10 HUGE Tests Wrestlers Failed
7. Sin Cara Fails To Adjust To WWE
The recent failures of NXT to both defeat AEW Dynamite in the ratings war - and inform the star power and popularity of the main roster it feeds into - have brought into question whether it is needed, or even what it is.
At its core, the very premise is condescending; the Performance Center is a place for seasoned pros to learn the dark arts of WWE production, before they are permitted to grace the big stage, which itself is presented as the key to stardom. But is it? The complexion of modern US wrestling suggests that it is not. Several major AEW stars didn't need it.
And if there's no need for these super-indie workers to develop, that leaves a glorified training school with a fairly piss-poor ratio of money spent: stars made. Charlotte Flair, Braun Strowman, American Alpha: that's four stars, generous, with no prior experience made in eight years. One main roster-ready act per two years. A dismal failure.
The dismal failure of Sin Cara however proves that it is in theory a decent idea to bridge select talents to North American TV in some form.
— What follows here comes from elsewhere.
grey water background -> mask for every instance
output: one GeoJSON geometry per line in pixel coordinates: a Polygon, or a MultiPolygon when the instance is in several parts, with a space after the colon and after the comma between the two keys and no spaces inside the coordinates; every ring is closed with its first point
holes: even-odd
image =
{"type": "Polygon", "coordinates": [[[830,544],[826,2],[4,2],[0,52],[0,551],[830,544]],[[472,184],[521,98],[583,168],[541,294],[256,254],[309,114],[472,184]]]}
That form is usually "reps," which Sin Cara was never afforded, and he was sprung on to WWE TV quite literally. He failed at that, too, infamously; the jaw-dropping luchador with phenomenal agility, body control and the ability to pull people into his matches degenerated into a confidence-bereft botch merchant.
The other side of the extreme that sees ready-to-go talent stuck in normalised stasis, the balance of developmental is worse than Sin Cara's rope work.